Immunostaining of IFN protein in TG following explantation. Latently infected or uninfected BALB/c mice were sacrificed, and TG were excised and incubated in culture medium for 0 to 24 h. Paraffin-embedded sections of latently infected TG at 0 (A), 4 (B), 8 (C), and 24 (D) h p.e. and of uninfected TG 0 (E) and 4 (F) h p.e. were processed as described in Materials and Methods and reacted with rabbit polyclonal antisera against IFN-α and -β. The experiment was repeated twice, and duplicate slides were screened.

FIG. 7

Putative IRF-1 binding sites in the HSV-1 17+ genome, identified by sequence analysis using the Findpatterns function of the Genetics Computer Group (Madison, Wis.) software.
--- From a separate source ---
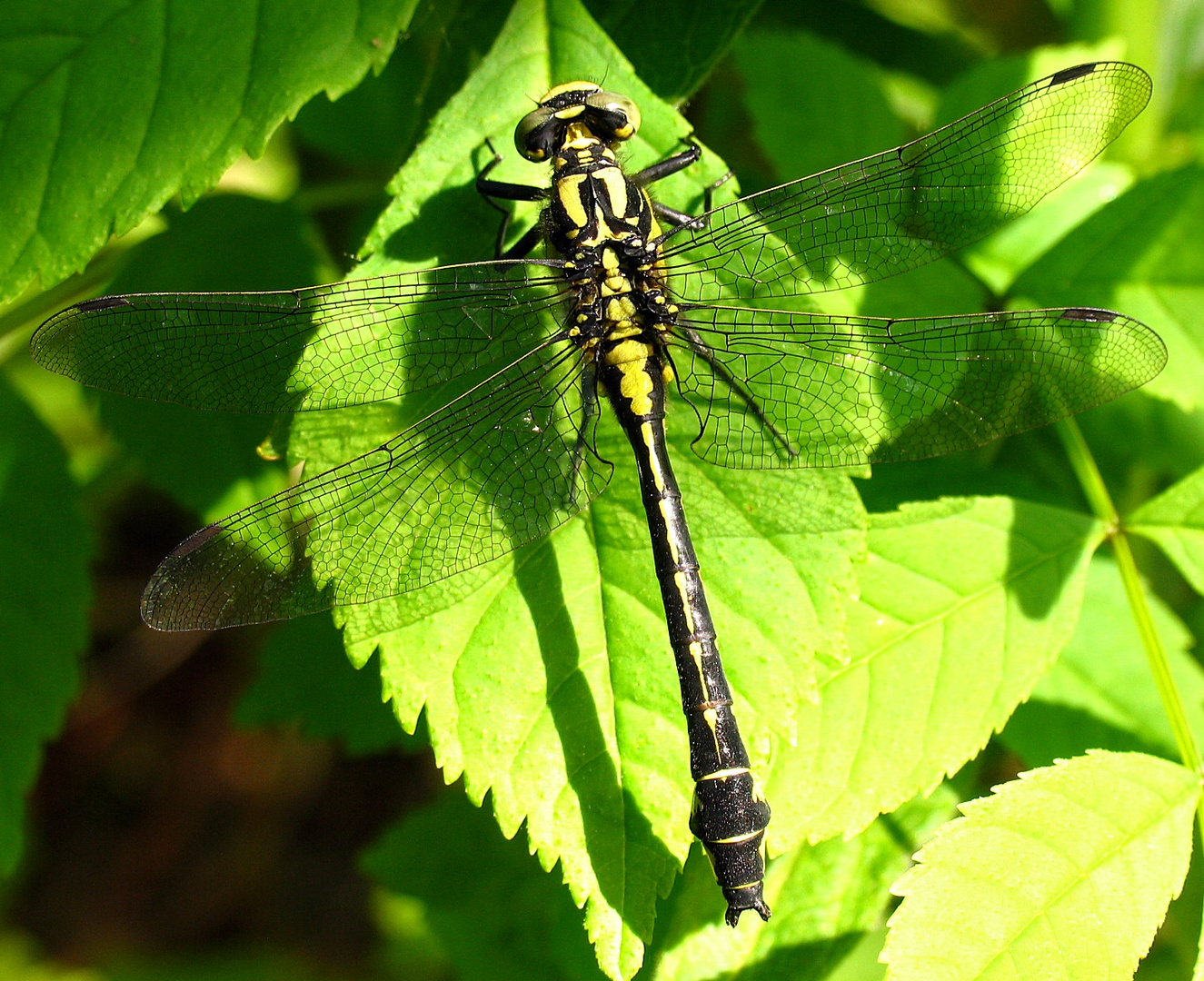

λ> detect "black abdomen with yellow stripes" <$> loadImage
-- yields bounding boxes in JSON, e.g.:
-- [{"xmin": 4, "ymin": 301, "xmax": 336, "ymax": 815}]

The HSV-1 complete genome sequence (GenBank locus HE1CG accession no. X14112) was searched for the consensus IRF-1 binding site in IFN promoters the hexamer AAGTGA (56). Sequence matches are listed by sequence location, and gene name.

FIG. 8

RT-PCR detection of TNF-α, cyclophilin, and β-actin transcripts in murine TG cultured for various times p.e. RNA from latently infected TG explants was prepared and analyzed by RT-PCR for TNF-α (A), and β-actin (B), and cyclophilin as described in Materials and Methods. Products were visualized by ethidium bromide staining as shown in the inserts. The graphs represent the ratio between the PCR product band and the cyclophilin band. The ratio at the time of explant (time zero) was determined as 1. Experiments were done in duplicate in four separate experiments. L indicates latent.